Как ни мало общего в двух этих произведениях по канве, по узору замысла, в них есть одна общая основная черта, увлекающая юное чувство, они оба основаны на дерзновенье и на посягновении. Прейти установленную черту и тем самым войти в новый мир, в мир запретный, в мир недозволенного и нового. Голос мыслящего, смелого «Я», зовущий не останавливаться ни перед чем, говорящий, что договор с Дьяволом и самое страшное преступление, которого инстинктивно пугается и не хочет человеческое чувство, суть дверь в новый мир, в твое же собственное «Я», но верховно владеющее всем внешним и наделенное новыми глазами, видящими то, чего в обычном существовании не видишь.

Когда Горик прочел «Преступление и наказание», в нем не только произошел душевный переворот. Это был как бы внешний толчок, изменивший всю его телесную основу. В течение нескольких недель он почти совсем не спал. Ночная тишина с отсутствием человеческих лиц и всех шумов дневной жизни, ночная тишина со своими бесконечными бесчисленными звездами и неуловимыми шорохами, неопределимыми тайнами, молча проходящими через бодрствующую душу, но ускользающими от определений размышляющего ума, завладевала юношей. Побуждаемый неизъяснимою тревогой, Горик проникал через чердак на крышу и часами сидел на ночной крыше, неотступно смотря на узоры звезд и медленное течение небесных светил, неизбежно меняющих свое положение.

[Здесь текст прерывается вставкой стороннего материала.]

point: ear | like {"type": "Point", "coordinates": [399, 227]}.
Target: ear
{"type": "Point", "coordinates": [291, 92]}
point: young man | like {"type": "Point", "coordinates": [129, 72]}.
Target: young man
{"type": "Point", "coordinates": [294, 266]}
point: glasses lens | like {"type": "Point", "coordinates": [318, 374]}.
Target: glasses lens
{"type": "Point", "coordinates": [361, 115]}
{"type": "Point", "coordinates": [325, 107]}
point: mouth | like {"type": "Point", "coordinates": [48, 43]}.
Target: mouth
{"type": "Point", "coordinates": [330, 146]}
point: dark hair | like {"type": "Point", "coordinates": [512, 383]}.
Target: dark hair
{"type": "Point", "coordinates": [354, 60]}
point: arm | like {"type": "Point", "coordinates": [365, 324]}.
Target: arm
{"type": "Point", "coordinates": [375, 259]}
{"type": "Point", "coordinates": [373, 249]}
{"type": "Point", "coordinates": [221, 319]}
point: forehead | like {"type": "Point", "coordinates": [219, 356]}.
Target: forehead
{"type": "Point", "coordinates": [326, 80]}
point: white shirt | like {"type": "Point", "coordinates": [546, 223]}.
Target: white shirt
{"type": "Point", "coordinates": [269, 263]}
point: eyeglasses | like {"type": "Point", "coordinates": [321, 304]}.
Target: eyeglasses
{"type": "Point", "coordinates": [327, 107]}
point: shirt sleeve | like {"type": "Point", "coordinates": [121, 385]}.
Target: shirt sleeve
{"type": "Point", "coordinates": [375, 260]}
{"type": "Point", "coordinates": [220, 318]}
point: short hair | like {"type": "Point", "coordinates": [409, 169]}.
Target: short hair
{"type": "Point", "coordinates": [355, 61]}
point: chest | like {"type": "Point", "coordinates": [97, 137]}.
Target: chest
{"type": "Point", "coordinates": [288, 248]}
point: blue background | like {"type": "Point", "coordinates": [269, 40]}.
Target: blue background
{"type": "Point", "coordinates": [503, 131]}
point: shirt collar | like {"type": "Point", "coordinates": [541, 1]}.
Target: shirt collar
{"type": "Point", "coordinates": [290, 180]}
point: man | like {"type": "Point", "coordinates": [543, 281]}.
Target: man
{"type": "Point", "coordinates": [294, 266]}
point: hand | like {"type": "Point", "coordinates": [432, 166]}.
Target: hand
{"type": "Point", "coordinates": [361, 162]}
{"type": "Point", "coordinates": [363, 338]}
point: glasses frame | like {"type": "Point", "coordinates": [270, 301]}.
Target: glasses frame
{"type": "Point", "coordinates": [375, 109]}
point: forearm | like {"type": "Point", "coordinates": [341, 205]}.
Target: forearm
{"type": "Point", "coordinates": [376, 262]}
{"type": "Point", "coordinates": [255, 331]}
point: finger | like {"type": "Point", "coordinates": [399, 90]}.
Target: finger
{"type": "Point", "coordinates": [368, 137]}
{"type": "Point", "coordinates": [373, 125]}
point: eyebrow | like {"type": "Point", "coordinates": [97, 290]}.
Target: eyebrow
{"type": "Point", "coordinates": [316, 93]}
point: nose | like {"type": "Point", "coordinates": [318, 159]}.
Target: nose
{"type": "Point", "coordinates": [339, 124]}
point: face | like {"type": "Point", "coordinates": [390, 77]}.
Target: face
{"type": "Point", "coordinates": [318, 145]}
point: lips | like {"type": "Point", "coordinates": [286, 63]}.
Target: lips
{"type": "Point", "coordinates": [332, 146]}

Почему он делал это из ночи в ночь? Он не мог бы объяснить это сам. Но в этом была какая-то необходимость категорическая. Он необходимо должен был так же без конца, без конца повторять про себя, — как во время службы в церкви без конца повторяет причетник слова «Господи помилуй» — четыре магические строчки Пушкина:

Но оба с крыльями и с пламенным мечом И стерегут. И мстят мне оба. И оба говорят мне мертвым языком О тайнах вечности и гроба.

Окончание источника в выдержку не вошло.